This Desi Woman Made £500K, Tricked Stores To Refund Her for Stolen Items Across UK

A prolific shoplifter who made more than half a million pounds after tricking stores into handing over refunds for items she never bought has been convicted.

This Desi Woman Made £500K, Tricked Stores To Refund Her for Stolen Items Across UK
This Desi Woman Made £500K, Tricked Stores To Refund Her for Stolen Items Across UK

Narinder Kaur, also known as Nina Tiara, ‘shoplifted on an industrial scale’ across the country.

The 53-year-old from Wiltshire ‘made it her full-time career’ to pinch items from high street shops before fraudulently claiming refunds she was not entitled to. 

She defrauded a string of shops more than 1,000 times during her four-year plot, the Crown Prosecution Service said.

Kaur was seen on CCTV entering stores, removing items from shelves and taking them to the till and pretending she had bought them previously.
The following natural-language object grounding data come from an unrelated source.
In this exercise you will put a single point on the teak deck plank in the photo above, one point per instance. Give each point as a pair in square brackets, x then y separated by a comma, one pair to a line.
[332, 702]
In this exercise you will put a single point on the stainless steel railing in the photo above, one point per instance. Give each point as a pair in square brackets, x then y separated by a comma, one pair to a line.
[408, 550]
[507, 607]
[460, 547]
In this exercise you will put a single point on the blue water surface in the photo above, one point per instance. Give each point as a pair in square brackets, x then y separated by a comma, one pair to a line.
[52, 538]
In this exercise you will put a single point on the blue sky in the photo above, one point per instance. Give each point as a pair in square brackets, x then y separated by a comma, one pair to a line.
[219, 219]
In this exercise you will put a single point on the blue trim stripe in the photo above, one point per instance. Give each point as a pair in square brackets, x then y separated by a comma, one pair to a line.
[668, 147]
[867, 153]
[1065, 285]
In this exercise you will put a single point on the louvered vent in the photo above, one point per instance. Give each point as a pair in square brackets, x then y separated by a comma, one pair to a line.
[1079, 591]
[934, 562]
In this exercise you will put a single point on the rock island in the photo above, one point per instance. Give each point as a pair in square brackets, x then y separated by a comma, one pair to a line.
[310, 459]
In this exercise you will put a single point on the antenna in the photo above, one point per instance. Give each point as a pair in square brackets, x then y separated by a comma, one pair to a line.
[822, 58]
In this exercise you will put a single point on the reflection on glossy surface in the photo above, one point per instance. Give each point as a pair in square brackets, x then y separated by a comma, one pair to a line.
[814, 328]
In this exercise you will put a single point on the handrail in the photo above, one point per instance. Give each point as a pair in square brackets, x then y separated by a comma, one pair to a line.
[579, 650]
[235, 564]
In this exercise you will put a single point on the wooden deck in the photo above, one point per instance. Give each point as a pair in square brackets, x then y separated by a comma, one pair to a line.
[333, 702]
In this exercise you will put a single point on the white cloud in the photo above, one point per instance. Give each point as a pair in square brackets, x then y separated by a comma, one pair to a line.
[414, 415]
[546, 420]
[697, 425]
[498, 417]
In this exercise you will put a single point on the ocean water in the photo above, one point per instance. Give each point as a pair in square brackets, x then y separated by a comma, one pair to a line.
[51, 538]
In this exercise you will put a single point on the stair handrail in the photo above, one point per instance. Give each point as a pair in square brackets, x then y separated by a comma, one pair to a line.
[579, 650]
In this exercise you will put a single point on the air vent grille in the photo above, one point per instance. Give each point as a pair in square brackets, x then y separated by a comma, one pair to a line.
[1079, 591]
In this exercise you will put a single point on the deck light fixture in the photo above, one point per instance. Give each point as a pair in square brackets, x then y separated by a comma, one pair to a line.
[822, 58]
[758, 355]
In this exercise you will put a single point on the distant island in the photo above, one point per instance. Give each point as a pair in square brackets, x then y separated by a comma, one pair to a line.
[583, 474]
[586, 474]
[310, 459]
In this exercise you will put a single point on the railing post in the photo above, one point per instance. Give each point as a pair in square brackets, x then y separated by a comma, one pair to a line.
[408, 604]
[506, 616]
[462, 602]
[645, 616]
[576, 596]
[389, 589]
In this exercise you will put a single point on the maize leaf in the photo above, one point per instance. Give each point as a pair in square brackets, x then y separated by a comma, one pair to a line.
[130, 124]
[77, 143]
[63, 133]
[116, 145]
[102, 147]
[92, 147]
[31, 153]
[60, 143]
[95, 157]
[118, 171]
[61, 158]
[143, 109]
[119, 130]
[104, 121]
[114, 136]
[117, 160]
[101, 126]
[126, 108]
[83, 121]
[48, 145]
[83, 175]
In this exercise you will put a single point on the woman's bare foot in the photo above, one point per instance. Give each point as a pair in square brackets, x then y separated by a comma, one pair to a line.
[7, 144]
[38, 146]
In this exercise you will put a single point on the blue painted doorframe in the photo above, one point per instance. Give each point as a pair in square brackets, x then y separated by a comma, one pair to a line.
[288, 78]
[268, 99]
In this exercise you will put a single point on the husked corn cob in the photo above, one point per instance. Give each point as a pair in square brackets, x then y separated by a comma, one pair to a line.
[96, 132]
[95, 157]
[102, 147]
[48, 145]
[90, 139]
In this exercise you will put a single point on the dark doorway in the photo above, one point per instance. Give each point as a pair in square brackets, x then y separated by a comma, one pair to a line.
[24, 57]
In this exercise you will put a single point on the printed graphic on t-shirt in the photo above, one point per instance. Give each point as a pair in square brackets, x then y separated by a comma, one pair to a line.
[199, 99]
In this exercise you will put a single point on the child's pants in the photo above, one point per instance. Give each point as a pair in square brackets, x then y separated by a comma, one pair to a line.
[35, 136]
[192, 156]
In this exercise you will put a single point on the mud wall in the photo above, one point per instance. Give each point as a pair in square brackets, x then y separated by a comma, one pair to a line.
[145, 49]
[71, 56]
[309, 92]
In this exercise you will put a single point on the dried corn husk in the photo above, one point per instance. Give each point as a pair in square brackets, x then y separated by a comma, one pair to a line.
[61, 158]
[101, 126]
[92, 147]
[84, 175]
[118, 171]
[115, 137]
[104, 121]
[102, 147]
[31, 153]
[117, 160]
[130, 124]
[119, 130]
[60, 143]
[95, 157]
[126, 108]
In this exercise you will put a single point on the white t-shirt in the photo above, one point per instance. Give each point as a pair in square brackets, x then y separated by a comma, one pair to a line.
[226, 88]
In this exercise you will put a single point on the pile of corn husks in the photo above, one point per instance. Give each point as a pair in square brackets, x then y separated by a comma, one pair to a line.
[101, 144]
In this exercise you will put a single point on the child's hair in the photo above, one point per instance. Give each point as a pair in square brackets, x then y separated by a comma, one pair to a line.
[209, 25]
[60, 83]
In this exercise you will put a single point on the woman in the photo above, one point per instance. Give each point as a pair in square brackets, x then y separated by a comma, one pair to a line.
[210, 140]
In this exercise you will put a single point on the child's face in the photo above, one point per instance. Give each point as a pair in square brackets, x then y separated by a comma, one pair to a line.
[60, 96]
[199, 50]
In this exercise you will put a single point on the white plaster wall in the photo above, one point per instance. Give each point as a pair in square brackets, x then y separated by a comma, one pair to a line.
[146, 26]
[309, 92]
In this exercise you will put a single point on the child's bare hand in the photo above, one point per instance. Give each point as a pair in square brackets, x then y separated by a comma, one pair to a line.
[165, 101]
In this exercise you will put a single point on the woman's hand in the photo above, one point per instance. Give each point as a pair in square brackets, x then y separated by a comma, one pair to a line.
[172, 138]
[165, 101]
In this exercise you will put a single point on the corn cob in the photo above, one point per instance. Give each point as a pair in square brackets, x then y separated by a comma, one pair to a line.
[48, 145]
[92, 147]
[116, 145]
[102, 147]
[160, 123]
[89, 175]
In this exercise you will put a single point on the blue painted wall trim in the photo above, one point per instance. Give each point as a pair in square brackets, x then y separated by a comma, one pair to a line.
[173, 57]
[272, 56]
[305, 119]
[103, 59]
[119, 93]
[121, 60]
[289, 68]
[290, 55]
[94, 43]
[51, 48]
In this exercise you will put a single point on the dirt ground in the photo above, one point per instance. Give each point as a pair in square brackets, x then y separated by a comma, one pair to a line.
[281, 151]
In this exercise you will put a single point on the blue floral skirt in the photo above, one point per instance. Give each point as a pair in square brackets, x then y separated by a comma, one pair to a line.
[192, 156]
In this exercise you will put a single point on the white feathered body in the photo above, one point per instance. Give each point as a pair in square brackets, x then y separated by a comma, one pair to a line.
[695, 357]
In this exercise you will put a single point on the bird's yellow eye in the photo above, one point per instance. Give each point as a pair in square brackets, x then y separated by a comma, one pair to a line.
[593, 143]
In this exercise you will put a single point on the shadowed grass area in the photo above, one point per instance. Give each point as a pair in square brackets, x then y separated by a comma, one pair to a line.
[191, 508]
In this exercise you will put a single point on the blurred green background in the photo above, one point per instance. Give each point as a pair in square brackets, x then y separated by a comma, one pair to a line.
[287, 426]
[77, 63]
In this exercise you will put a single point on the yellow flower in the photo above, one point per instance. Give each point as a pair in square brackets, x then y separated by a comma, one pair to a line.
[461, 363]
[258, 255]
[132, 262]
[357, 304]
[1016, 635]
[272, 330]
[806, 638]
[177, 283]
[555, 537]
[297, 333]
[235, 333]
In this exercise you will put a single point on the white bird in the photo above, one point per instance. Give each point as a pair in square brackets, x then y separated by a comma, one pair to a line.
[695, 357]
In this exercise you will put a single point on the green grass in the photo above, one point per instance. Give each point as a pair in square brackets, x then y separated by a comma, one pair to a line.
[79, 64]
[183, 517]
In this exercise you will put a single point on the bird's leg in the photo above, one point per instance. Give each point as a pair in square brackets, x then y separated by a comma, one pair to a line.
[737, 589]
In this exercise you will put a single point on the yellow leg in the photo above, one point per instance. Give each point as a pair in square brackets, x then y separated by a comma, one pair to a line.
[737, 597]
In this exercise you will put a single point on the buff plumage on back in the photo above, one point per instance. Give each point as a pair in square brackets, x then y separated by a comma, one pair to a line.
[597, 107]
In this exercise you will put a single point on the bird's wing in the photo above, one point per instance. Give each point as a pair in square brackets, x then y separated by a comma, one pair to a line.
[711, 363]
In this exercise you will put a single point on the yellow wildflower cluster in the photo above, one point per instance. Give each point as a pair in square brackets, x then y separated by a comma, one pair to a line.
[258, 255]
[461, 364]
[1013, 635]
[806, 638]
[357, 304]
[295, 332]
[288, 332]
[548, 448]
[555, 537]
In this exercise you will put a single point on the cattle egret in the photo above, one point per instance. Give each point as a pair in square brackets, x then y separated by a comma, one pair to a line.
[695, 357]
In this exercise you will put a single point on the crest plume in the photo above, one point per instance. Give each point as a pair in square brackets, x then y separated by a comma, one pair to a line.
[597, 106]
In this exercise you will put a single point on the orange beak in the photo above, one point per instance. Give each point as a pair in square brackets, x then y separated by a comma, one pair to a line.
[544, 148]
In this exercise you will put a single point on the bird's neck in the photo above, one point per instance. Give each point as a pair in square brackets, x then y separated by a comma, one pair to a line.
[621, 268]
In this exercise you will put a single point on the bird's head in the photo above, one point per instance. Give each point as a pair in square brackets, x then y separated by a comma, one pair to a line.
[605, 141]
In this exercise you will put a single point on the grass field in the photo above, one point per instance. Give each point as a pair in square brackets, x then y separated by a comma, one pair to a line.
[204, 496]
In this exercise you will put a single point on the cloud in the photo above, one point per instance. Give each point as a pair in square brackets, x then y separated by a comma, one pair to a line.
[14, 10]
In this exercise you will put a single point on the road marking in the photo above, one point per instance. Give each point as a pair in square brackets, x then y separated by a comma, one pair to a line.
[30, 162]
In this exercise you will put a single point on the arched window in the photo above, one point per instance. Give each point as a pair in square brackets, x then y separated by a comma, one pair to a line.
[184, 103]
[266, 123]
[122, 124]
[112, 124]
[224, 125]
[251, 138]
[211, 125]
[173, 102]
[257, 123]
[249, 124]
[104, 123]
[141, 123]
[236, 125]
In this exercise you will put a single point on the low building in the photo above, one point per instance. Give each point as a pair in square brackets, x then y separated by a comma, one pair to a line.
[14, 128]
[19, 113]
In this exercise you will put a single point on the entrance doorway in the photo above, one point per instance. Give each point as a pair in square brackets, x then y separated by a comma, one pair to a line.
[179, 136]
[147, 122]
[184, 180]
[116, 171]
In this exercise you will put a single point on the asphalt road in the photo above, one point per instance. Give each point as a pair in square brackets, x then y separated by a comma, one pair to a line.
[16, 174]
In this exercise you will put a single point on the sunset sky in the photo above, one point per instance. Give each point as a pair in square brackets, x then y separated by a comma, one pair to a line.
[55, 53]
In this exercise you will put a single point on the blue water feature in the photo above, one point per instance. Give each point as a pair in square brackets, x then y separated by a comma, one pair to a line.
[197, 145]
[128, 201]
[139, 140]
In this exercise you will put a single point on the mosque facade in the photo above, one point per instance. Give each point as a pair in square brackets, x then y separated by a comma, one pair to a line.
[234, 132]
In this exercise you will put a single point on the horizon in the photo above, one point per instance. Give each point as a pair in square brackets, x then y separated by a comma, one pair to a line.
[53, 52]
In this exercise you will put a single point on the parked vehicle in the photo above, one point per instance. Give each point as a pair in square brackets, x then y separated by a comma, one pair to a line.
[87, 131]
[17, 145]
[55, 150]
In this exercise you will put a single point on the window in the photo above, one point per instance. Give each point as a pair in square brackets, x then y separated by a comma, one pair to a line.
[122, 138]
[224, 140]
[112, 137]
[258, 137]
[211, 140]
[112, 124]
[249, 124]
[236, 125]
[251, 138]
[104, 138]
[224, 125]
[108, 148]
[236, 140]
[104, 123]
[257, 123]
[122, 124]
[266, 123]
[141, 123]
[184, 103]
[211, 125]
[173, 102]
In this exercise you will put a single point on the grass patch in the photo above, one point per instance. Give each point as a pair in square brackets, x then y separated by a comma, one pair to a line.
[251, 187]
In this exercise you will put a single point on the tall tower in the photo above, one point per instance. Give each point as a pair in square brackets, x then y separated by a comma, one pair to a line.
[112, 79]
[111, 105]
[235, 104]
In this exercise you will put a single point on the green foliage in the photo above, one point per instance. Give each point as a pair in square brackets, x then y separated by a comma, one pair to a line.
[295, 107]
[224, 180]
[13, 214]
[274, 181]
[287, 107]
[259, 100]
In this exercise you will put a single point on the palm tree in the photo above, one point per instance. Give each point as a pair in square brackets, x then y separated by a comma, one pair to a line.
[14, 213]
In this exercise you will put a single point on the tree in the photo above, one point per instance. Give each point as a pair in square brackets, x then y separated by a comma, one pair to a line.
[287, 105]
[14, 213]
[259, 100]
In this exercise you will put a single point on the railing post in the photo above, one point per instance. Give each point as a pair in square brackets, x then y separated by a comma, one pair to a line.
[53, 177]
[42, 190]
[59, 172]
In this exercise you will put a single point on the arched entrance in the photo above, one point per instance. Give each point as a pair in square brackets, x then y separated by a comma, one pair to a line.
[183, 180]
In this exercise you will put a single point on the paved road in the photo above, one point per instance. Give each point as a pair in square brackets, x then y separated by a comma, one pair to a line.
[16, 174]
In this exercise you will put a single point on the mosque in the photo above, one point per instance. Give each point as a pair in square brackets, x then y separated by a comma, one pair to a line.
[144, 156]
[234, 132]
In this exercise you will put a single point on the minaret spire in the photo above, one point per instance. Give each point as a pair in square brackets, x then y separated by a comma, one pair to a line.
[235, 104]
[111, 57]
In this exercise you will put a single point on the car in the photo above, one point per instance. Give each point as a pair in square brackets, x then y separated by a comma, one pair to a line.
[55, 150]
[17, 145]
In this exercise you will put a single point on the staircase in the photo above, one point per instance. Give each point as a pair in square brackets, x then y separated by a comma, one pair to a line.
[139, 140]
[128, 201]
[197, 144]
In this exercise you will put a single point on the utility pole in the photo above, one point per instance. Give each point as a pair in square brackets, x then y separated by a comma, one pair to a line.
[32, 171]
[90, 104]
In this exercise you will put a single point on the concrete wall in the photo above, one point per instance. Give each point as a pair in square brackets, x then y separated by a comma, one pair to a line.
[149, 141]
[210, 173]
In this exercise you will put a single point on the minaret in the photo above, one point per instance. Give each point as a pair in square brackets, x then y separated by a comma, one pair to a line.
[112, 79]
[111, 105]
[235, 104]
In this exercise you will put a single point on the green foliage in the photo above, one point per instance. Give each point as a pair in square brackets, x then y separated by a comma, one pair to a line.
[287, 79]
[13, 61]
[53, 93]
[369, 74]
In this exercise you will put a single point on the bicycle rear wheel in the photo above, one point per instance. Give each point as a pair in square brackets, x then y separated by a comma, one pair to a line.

Examination of her accounts proved she was doing this hundreds of times, the CPS added.

Prosecutors were able to prove Kaur was behind the scheme after gathering financial data, retail records, witness evidence and CCTV footage. 

Kaur, of Cleverton, Wiltshire, was convicted by jurors of

a total of 26 counts including fraud, possessing and transferring criminal property and perverting the course of justice. 

She was convicted on March 10 following a four-month trial at Gloucester Crown Court.

The offences took place between July 2015 and February 2019. Prosecutors said Kaur had a number of bank and credit card accounts.

Now the fraudster faces jail time for her scheme. 

Giovanni D’Alessandro, Senior Crown Prosecutor at CPS West Midlands, said: ‘Kaur undertook fraud on a long-standing and wide-ranging manner.

‘It was a very lucrative full-time job which demonstrably made her over half a million pounds over this period of offending. 

‘She went to extraordinary lengths to carry out her deceptions, seeking to find a way of defrauding a retailer and then travelling all over the country to replicate the fraud.

‘She also changed her name legally and opened new bank accounts and credit cards in a second identity to avoid detection. 

‘She now rightly faces a significant sentence for her crimes and the prosecution will look to recoup as many of her ill-gotten gains as the law allows.’